Br. Dietrich Reinhart, OSB
Gretchen, Jon's beloved family members, colleagues and friends,
We come together today to celebrate a good and gentle man, a generous friend and teacher, a writer of imagination and stamina. If, as Dostoevsky wrote, "beauty will save the world," then surely we already have a glimpse of what is to come because of Jon Hassler's life in our midst. Jon's immense life's work started quite simply with images that meant something to him, images derived from close observation and compassionate listening, images worked over faithfully, in season and out of season, by one whose heart was always open to us, a good and generous friend, the best of all.
Five years ago Saint John's University presented Jon with the Colman Barry Award for Distinguished Contributions to Religion and Society. The citation makes for good reading on an occasion like this. Please indulge me:
Jon Hassler, you tell our story. You are our witness.
We are young and old; we are teachers, shopkeepers, parents and children-ordinary folk, living in small Midwestern towns, pursuing happiness with the usual mixed results.
With a gentle but penetrating gaze, you see us for who we really are, and you give us to ourselves, with love. As we duck around the corner, thinking to escape whatever it is God wants us to do next, we bump right into ourselves running away. We can only stop with a rueful laugh and open our hearts as you so quietly and persistently remind us we must.
Your worldly accomplishments are many: Your books are known and loved from coast to coast, your work is reviewed in the prominent journals of the nation, and literary awards and honorary degrees crowd your biography. But the accomplishment beyond all others for which we honor you today is one that is achieved without fanfare, over and over, as many times as there are readers: We turn the pages of your books, laughing and mourning with our friends in Staggerford, Rookery, Hope and Plum, and, when we have turned the final page and closed the book, we find that you have turned us toward God. We weep for our brokenness; we rejoice in our redemption.
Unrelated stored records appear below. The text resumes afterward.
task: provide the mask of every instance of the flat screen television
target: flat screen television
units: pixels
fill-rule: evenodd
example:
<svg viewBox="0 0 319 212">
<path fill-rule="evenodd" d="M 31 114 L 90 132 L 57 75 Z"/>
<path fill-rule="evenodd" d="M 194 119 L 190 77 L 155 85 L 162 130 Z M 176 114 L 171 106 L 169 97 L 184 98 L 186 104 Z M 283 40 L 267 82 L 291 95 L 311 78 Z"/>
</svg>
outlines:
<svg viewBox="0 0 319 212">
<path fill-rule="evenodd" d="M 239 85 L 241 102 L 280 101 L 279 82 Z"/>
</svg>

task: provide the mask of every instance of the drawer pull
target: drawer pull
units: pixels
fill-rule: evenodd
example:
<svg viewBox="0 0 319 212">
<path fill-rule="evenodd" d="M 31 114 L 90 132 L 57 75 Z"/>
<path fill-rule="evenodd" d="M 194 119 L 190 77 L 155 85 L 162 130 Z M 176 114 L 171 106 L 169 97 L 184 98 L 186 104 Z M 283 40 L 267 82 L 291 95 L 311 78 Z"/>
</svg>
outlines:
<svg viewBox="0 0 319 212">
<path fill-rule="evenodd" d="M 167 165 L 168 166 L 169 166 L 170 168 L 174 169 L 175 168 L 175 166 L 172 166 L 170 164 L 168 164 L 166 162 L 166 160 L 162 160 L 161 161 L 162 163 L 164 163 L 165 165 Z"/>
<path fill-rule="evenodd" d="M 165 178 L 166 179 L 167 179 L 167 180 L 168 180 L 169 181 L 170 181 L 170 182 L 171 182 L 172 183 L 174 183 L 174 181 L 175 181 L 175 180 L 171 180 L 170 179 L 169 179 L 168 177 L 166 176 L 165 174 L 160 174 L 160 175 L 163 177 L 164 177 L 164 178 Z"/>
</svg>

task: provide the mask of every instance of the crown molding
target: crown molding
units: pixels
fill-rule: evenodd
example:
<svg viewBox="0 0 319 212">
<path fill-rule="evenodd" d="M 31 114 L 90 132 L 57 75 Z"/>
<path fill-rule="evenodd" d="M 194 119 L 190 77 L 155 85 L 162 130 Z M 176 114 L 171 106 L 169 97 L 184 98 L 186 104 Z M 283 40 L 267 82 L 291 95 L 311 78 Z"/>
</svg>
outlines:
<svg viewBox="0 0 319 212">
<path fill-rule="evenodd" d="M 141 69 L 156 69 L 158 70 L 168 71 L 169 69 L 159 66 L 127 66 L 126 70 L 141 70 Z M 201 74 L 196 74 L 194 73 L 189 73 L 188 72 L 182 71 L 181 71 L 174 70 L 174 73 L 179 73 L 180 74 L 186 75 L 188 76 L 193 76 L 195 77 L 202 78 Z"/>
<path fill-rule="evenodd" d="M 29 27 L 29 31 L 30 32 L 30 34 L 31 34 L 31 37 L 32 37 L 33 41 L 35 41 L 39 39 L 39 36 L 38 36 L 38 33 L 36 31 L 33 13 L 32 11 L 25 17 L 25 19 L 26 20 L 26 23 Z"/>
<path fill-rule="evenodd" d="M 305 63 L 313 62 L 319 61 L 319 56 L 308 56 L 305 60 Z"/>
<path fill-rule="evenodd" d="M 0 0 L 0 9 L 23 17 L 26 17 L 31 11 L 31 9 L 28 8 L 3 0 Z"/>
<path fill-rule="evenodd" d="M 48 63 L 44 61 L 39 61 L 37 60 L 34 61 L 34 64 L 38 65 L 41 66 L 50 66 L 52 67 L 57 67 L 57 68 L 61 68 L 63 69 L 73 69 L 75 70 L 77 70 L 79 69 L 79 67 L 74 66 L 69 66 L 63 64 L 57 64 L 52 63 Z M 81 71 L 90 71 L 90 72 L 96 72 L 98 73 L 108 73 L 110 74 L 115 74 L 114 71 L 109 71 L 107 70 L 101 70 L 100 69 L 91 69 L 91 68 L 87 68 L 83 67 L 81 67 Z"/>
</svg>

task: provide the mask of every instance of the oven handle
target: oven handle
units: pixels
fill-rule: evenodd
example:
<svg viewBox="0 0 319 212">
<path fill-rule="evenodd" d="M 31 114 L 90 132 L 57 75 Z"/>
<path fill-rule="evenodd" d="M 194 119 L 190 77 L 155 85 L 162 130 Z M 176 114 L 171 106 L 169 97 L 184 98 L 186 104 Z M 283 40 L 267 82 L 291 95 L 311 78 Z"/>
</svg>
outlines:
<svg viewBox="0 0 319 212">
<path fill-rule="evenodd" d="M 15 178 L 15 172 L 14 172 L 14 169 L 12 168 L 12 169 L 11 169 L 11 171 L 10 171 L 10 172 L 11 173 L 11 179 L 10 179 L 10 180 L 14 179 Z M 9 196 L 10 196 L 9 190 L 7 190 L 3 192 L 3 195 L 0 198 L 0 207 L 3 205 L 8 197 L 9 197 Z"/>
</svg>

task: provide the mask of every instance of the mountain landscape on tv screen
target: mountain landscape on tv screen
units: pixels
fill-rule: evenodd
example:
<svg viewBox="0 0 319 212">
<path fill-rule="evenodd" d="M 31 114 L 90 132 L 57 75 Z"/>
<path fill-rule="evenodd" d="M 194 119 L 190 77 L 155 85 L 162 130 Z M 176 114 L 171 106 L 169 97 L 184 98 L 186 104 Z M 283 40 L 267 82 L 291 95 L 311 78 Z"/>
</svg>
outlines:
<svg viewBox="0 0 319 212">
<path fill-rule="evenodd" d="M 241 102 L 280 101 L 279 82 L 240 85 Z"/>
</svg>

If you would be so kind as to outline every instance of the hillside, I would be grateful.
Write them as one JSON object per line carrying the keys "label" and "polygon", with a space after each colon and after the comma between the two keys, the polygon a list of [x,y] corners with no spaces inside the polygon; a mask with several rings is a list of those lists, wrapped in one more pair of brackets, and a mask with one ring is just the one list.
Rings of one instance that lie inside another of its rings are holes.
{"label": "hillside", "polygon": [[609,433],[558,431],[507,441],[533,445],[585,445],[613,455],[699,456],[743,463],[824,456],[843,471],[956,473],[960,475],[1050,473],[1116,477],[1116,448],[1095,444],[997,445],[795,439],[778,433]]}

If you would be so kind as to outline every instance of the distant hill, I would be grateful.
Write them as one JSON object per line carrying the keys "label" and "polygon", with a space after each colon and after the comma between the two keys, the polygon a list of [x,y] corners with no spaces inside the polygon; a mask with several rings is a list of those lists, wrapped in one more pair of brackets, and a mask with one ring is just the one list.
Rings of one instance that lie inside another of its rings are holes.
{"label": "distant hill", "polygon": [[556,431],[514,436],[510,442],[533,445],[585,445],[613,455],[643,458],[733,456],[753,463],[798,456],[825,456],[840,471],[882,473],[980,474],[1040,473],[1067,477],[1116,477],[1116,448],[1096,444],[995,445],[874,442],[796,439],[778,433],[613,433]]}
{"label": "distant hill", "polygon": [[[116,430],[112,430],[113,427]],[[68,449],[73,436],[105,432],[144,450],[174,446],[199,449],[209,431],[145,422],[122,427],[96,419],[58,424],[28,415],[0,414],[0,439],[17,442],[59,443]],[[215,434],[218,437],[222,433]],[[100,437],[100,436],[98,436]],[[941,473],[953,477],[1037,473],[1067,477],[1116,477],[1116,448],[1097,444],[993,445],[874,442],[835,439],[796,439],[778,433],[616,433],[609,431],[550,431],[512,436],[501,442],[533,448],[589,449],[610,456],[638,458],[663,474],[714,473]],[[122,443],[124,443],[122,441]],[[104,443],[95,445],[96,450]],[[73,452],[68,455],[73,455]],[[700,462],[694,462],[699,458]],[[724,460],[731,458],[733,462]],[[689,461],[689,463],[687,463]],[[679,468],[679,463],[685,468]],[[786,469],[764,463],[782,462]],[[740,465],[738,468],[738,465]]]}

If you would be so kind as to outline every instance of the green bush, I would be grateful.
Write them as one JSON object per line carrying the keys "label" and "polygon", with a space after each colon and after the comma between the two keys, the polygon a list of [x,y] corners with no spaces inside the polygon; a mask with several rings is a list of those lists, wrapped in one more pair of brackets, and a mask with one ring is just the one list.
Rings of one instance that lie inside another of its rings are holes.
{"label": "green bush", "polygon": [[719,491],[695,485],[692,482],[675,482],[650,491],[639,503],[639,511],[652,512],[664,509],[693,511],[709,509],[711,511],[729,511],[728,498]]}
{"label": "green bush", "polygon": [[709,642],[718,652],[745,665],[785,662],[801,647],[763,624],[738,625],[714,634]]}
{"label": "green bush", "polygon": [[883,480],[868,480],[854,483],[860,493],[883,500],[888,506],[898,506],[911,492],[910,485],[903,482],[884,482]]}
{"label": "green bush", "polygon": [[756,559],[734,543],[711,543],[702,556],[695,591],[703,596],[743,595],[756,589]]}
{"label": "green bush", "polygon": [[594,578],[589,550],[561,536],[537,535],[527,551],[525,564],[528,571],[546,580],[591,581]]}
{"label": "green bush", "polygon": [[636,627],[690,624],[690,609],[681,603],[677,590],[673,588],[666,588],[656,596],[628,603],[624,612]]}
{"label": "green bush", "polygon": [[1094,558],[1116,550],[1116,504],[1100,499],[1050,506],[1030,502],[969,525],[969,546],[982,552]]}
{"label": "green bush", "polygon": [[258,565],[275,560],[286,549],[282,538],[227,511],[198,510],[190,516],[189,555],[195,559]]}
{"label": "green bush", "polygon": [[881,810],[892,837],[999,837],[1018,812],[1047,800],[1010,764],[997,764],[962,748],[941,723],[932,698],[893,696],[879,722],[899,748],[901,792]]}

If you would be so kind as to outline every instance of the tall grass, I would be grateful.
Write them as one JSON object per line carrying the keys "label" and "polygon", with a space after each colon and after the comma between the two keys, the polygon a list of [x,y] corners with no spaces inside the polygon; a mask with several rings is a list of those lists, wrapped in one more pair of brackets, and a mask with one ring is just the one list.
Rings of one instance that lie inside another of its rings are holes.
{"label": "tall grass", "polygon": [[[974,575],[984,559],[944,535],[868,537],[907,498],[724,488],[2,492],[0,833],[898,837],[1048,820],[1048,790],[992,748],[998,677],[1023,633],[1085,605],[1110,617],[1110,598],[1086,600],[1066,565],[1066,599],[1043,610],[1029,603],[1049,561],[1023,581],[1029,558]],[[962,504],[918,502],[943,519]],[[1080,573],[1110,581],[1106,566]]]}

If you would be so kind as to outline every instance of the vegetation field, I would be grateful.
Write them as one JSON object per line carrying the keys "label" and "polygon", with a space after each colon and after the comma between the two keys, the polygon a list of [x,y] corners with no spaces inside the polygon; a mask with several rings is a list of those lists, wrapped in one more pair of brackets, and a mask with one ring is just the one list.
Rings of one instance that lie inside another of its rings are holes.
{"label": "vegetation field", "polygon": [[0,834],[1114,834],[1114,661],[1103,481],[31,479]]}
Miss Agatha McGee would be quite incensed if not included in our celebration today. Circling 90 these days, that feisty, intelligent, honorable, quick-witted, reactionary-but-progressive, hot-tempered, indignant, pragmatic, nurturing old lady sounded a lot like the Jon we knew. And Miss Agatha had something to say about the challenges of aging. Her penmanship, like Jon's, had become shaky with age. She relied on her younger friend Janet Meers, to do her handwriting for her, just as Gretchen has done for Jon these past several years. Through Agatha, Jon wondered if "death is a flaw in God's plan."
All great stories come from a writer's heart, a place of vulnerability, strength and imagination. Today we celebrate the life of a man who never stopped giving, right up to the end. The disease that crippled Jon and blinded him never touched his heart and could not corrupt his masterful use of language. Jon's verbal prowess, kept alive by his creativity and hard work - even to the point of finishing his last novel with only a handful of days left -- provides all of us with an example of courage to treasure all our days. Where Jon has gone, we one day will follow. But meanwhile, let us bask for awhile in the memory of this good and gracious man.